WARNING! If you are a susceptible, sensitive person, who's deeply scared of death and doesn't want to know nothing about it. DO NOT READ and especially DO NOT WATCH THE VIDEO!
This post is dedicated to POST MORTEM PHOTOGRAPHY. It was of great use during the Victorian era, so I thought it could be interesting for those of you into the 18th century or/and fascinated by death to know something about it. I'm not going to post pictures because the ones I found were mainly dead children which could really impress you. I actually felt bad myself seeing them. I am just posting the video that inspired the making of this article.
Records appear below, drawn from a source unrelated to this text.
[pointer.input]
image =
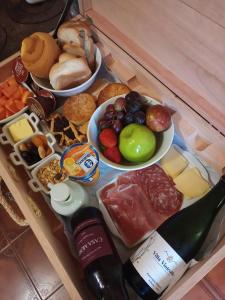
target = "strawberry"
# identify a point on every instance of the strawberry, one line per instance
(113, 154)
(108, 138)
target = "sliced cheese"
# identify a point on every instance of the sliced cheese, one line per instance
(173, 163)
(20, 130)
(191, 183)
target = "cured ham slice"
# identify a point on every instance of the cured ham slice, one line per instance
(140, 201)
(129, 207)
The earliest post-mortem photographs are usually close-ups of the face or shots of the full body and rarely include the coffin. The subject is usually depicted so as to seem in a deep sleep, or else arranged to appear more lifelike. Children were often shown in repose on a couch or in a crib, sometimes posed with a favorite toy or other plaything. It was not uncommon to photograph very young children with a family member, most frequently the mother. Adults were more commonly posed in chairs or even braced on specially-designed frames. Flowers were also a common prop in post-mortem photography of all types.
The effect of life was sometimes enhanced by either propping the subject's eyes open or painting pupils onto the photographic print, and many early images (especially tintypes and ambrotypes) have a rosy tint added to the cheeks of the corpse.
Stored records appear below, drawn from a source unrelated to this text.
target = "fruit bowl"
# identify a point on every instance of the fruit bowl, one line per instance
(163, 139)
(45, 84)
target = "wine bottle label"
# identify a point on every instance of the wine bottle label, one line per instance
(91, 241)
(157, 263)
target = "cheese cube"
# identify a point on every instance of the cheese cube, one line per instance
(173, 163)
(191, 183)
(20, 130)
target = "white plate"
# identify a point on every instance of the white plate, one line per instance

Later examples show less effort at a lifelike appearance, and often show the subject in a coffin. Some very late examples show the deceased in a coffin with a large group of funeral attendees; this type of photograph was especially popular in Europe and less common in the United States.
Post-mortem photography is still practiced in some areas of the world, such as Eastern Europe. Photographs, especially depicting persons who were considered to be very holy lying in their coffins are still circulated among faithful Eastern Catholic, Eastern Orthodox and Oriental Orthodox Christians.
A variation of the memorial portrait involves photographing the family with a shrine (usually including a living portrait) dedicated to the deceased.
The invention of the daguerreotype in 1839 made portraiture much more commonplace, as many of those who were unable to afford the commission of a painted portrait could afford to sit for a photography session. This cheaper and quicker method also provided the middle class with a means for memorializing dead loved ones.
These photographs served less as a reminder of mortality than as a keepsake to remember the deceased. This was especially common with infants and young children; Victorian era childhood mortality rates were extremely high, and a post-mortem photograph might have been the only image of the child the family ever had. The later invention of the carte de visite, which allowed multiple prints to be made from a single negative, meant that copies of the image could be mailed to relatives.
The practice eventually peaked in popularity around the end of the 19th century and died out as "snapshot" photography became more commonplace, although a few examples of formal memorial portraits were still being produced well into the 20th century.